Hugh accepted the scrap of paper, raindrops splattering it, making the ink bleed. The letters and numbers made no sense to him.
NAF9H20
51649900161
515700247
51604700350
51595000479
51588900466
51588480049782
5158165005055
515804570056176
515764560058494
He memorized it, then handed it back to Masterman, who tucked it into his breast pocket. “Code, sir?”
“Yes. And although we have his cipher disk, it hasn’t helped at all. So we’ll show it to Krueger, but we’ll also need to have one of our best men at Bletchley working on it. I suggest Edmund Hope. He’s done some work with Frain. You’ve worked with him, too, correct?”
“Uh, yes,” Hugh said. He tried not to grimace.
“You’ll need to get him on this.” Masterman looked closely at Hugh’s face. “I hope that won’t pose a problem, Mr. Thompson?”
“No, sir,” he lied. “Of course not, sir.”
Just as the rain eased up, the two men arrived at the Tower of London.
A former Norman keep, surrounded by thick stone walls, the Tower wasn’t actually a single tower but a cluster of buildings—Norman, medieval, Tudor—topped with ornate weathervanes and gruesome gargoyles.
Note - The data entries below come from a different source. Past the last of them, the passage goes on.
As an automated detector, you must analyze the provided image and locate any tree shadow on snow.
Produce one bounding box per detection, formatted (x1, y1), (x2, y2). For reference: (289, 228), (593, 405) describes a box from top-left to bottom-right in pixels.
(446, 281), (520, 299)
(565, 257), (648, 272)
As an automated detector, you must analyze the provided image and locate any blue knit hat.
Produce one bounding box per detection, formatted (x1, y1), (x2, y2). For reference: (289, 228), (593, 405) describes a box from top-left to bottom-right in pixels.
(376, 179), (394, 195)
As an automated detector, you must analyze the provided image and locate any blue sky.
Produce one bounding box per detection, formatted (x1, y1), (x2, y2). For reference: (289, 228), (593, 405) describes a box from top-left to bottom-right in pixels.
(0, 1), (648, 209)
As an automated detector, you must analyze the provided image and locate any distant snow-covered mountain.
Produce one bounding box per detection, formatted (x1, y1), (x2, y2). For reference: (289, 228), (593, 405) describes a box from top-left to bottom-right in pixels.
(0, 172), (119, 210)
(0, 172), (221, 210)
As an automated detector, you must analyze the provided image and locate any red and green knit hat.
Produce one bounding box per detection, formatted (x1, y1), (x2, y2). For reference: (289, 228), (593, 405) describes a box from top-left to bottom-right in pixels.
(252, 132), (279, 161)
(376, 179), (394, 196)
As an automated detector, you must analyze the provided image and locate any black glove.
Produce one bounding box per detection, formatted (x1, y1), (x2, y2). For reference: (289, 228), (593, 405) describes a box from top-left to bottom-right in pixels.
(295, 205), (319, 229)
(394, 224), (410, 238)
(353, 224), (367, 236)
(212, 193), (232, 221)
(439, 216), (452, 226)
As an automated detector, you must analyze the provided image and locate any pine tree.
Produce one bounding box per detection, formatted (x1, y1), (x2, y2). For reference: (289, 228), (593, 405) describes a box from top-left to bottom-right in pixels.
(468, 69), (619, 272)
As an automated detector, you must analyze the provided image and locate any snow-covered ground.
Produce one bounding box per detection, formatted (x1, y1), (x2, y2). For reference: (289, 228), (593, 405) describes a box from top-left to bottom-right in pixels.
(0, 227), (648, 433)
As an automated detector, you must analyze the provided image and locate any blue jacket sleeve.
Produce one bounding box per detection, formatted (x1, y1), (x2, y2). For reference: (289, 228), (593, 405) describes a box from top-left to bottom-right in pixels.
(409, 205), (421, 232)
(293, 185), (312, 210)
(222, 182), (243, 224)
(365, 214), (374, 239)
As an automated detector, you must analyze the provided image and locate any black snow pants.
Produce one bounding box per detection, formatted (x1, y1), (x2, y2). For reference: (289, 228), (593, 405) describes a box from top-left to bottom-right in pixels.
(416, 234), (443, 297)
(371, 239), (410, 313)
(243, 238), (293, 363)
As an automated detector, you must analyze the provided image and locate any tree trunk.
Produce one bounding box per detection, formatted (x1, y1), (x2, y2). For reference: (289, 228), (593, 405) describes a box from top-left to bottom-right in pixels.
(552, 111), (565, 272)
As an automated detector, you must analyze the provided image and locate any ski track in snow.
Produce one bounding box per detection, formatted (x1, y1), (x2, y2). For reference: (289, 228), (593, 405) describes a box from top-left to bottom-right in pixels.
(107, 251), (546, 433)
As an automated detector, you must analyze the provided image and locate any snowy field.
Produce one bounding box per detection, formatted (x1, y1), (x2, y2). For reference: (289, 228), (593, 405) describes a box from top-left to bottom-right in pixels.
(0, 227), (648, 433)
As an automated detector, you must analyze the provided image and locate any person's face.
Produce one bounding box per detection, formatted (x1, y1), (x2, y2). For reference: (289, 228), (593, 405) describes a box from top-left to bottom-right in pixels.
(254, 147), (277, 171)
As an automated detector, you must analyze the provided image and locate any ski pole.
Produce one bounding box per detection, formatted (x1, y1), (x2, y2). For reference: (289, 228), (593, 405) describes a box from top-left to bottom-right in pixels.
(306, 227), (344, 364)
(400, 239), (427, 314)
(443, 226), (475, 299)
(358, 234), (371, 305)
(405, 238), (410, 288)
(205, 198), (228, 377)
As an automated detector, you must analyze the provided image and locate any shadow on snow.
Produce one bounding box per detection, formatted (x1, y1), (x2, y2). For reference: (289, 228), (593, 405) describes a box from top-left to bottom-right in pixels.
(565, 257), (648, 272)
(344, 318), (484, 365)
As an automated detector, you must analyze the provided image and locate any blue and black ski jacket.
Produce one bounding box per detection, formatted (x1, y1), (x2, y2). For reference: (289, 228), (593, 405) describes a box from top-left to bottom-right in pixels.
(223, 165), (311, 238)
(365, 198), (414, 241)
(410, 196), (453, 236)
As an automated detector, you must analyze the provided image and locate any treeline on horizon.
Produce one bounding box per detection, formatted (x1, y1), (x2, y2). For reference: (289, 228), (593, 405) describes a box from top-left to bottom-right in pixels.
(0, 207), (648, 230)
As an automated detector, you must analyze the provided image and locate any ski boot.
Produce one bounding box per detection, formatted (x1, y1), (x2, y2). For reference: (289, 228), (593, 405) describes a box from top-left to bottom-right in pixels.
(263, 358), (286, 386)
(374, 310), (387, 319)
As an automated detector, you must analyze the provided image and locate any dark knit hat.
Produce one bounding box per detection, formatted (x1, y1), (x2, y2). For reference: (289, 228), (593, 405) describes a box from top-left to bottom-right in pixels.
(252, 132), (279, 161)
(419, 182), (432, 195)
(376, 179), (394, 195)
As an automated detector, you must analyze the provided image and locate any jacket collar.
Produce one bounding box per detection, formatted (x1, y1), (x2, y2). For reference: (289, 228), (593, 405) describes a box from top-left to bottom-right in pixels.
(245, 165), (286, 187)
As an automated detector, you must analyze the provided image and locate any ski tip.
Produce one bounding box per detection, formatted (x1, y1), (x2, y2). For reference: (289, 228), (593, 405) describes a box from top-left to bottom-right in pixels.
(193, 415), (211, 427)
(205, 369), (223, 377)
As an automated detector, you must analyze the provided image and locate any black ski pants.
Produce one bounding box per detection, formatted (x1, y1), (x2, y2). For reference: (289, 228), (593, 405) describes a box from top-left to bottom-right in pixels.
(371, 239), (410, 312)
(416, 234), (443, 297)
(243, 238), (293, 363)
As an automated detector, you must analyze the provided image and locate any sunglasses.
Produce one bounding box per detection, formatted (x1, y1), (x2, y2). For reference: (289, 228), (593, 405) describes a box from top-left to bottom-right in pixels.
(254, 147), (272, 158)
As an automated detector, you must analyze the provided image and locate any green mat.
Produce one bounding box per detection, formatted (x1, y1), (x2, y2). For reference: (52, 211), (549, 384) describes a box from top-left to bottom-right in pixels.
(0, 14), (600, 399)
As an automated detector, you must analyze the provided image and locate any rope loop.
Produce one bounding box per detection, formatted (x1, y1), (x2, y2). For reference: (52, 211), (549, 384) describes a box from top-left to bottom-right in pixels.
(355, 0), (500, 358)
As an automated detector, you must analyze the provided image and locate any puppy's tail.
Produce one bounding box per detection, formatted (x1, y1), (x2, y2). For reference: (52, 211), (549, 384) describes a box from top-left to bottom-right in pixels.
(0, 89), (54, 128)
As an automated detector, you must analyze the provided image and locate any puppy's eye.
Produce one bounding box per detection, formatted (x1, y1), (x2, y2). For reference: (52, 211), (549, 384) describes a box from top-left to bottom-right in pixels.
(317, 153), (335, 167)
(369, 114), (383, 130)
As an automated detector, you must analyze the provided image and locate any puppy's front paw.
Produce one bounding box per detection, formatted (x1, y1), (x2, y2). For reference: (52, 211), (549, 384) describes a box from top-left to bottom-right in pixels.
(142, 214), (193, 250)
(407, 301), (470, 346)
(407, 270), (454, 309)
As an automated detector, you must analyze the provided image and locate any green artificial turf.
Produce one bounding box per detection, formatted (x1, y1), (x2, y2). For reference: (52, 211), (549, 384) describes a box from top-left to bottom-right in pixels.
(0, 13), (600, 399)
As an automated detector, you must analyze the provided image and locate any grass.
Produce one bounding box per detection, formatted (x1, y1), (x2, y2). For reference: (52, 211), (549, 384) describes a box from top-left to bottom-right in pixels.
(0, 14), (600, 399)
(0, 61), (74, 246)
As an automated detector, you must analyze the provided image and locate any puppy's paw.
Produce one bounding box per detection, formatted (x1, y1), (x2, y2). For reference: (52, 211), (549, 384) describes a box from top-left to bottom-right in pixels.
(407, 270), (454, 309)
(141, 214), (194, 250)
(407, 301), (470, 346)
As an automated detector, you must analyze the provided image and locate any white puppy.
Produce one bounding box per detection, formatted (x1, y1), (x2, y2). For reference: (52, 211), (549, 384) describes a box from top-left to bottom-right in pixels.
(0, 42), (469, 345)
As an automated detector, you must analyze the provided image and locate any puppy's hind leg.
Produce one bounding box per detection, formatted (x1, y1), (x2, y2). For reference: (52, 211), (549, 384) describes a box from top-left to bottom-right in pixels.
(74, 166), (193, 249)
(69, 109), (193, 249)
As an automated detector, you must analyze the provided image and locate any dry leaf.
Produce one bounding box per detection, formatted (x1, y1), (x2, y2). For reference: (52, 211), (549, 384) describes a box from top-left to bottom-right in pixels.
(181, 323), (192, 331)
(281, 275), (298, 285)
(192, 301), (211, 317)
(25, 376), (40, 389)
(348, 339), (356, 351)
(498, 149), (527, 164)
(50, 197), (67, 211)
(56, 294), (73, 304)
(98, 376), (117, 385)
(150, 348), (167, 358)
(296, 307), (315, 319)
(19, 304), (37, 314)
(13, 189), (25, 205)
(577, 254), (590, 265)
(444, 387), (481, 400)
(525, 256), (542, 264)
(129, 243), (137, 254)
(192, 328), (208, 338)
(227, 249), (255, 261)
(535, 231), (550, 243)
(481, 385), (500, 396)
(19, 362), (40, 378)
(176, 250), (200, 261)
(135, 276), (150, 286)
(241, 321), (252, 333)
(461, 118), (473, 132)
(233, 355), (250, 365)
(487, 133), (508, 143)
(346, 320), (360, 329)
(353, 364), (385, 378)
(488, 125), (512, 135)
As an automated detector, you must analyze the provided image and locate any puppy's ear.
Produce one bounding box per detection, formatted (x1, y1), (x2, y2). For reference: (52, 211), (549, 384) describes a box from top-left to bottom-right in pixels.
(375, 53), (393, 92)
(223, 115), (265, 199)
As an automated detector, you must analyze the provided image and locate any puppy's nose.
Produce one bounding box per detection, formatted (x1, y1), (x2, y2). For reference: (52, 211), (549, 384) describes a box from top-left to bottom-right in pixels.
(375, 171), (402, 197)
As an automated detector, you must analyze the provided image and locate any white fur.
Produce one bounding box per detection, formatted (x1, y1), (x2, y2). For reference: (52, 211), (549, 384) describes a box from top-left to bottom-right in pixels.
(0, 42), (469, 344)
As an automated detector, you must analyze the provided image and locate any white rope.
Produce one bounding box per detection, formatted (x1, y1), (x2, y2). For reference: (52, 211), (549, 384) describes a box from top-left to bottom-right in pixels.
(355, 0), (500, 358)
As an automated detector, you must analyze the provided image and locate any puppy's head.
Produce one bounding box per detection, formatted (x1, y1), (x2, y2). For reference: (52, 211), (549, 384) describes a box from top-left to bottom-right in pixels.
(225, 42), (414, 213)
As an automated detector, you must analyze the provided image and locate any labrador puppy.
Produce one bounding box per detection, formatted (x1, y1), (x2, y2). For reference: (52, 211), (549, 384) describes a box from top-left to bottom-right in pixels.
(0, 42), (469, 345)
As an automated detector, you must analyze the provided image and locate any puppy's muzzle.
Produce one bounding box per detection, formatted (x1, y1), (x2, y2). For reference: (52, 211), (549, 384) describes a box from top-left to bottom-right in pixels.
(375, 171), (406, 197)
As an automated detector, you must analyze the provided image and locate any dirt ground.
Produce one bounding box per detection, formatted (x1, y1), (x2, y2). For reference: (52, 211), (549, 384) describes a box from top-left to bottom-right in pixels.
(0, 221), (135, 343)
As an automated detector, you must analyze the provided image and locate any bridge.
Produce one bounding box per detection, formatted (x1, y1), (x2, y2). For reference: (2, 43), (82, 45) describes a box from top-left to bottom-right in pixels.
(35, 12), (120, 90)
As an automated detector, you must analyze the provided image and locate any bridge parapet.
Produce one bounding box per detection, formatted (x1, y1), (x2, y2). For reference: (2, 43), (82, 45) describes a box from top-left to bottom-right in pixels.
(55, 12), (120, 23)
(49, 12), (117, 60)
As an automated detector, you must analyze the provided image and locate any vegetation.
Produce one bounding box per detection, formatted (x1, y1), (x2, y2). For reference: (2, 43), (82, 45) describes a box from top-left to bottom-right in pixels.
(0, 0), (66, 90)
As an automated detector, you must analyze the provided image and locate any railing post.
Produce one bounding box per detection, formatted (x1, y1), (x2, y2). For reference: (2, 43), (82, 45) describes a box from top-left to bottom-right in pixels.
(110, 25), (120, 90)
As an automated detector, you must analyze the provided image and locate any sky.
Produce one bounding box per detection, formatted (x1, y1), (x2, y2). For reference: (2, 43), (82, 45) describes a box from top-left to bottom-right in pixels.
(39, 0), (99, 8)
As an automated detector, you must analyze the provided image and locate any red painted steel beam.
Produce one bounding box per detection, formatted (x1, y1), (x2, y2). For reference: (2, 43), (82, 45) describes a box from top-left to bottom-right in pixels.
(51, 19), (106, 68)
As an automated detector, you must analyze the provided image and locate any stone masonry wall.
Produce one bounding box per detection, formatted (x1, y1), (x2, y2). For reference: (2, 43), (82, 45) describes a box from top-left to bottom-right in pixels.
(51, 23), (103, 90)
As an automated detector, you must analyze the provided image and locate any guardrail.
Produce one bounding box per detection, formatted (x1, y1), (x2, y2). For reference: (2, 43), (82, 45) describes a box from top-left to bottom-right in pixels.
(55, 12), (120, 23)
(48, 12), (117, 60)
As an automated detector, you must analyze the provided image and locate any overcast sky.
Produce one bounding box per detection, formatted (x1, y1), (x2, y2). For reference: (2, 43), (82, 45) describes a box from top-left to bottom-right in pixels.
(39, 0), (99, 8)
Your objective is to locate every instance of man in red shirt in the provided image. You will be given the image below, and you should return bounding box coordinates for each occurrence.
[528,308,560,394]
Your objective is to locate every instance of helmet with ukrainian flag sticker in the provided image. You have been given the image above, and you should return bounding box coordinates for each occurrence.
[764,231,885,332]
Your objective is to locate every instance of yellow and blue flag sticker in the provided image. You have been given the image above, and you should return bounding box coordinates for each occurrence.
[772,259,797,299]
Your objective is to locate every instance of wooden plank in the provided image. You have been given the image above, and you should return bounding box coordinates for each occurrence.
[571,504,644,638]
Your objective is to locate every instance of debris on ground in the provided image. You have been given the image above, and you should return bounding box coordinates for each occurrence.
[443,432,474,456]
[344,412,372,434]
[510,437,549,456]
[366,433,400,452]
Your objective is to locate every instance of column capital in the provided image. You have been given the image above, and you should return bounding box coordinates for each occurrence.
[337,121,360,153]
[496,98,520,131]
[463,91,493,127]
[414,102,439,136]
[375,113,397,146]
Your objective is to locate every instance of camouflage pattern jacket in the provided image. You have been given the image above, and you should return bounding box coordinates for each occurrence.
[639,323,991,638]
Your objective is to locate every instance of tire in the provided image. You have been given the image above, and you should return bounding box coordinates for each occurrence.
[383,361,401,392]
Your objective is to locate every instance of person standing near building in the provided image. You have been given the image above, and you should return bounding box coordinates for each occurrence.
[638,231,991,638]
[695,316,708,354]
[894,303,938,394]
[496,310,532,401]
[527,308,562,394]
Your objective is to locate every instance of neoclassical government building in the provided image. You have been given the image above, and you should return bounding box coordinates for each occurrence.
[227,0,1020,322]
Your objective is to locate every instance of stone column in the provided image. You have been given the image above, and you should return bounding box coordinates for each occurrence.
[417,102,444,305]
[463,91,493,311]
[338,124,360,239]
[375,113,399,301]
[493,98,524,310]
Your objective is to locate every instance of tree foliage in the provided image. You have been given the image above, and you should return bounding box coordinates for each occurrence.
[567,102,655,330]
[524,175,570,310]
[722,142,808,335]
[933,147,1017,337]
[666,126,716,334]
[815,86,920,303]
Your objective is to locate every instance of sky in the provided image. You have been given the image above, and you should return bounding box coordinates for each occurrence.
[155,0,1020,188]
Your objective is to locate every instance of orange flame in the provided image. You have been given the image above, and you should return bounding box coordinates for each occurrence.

Over the centuries, it had been an infamous prison: Queen Elizabeth I, Sir Walter Raleigh, Samuel Pepys, and countless unknowns had been kept there; many of them—including Queen Elizabeth’s own mother—had left minus their heads.
The Tower had been closed to the public in 1939, just before Parliament had declared war on Germany. It was now being used for military purposes under the name the Tower Prisoner of War Collection Center. It had sustained some bomb damage but was still basically intact.
Hugh and Masterman showed their identification to the Yeoman Warders at the East Drawbridge entrance, then were met and taken inside by the Constable of the Tower, Sir Claud William Jacob. “Welcome to His Majesty’s Royal Palace and Fortress, gentlemen.”
Together, the three men walked through the rain to the Queen’s House, a row of Tudor buildings with their decorative half-timbering on a square green. A few ravens strutted through the lush grass.
They went to one of the Tudor doors, guarded by two Yeomen Warders, and were let in by yet another Yeoman. He led them up the narrow stairs to the top floor, and opened a multitude of locks. The men then walked inside the chamber.